Transporting Causal Mechanisms for Unsupervised Domain Adaptation
This addresses the domain adaptation problem for machine learning practitioners by providing a causal approach to improve model transfer across domains, though it builds incrementally on existing causal theories.
The paper tackled the problem of semantic loss in unsupervised domain adaptation by identifying it as a confounding effect that requires causal intervention, and proposed a practical method that achieved state-of-the-art performance on benchmarks like ImageCLEF-DA, Office-Home, and VisDA-2017.
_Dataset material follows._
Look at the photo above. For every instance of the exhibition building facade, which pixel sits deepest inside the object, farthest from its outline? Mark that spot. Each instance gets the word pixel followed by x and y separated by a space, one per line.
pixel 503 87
Existing Unsupervised Domain Adaptation (UDA) literature adopts the covariate shift and conditional shift assumptions, which essentially encourage models to learn common features across domains. However, due to the lack of supervision in the target domain, they suffer from the semantic loss: the feature will inevitably lose non-discriminative semantics in source domain, which is however discriminative in target domain. We use a causal view -- transportability theory -- to identify that such loss is in fact a confounding effect, which can only be removed by causal intervention. However, the theoretical solution provided by transportability is far from practical for UDA, because it requires the stratification and representation of the unobserved confounder that is the cause of the domain gap. To this end, we propose a practical solution: Transporting Causal Mechanisms (TCM), to identify the confounder stratum and representations by using the domain-invariant disentangled causal mechanisms, which are discovered in an unsupervised fashion. Our TCM is both theoretically and empirically grounded. Extensive experiments show that TCM achieves state-of-the-art performance on three challenging UDA benchmarks: ImageCLEF-DA, Office-Home, and VisDA-2017. Codes are available in Appendix.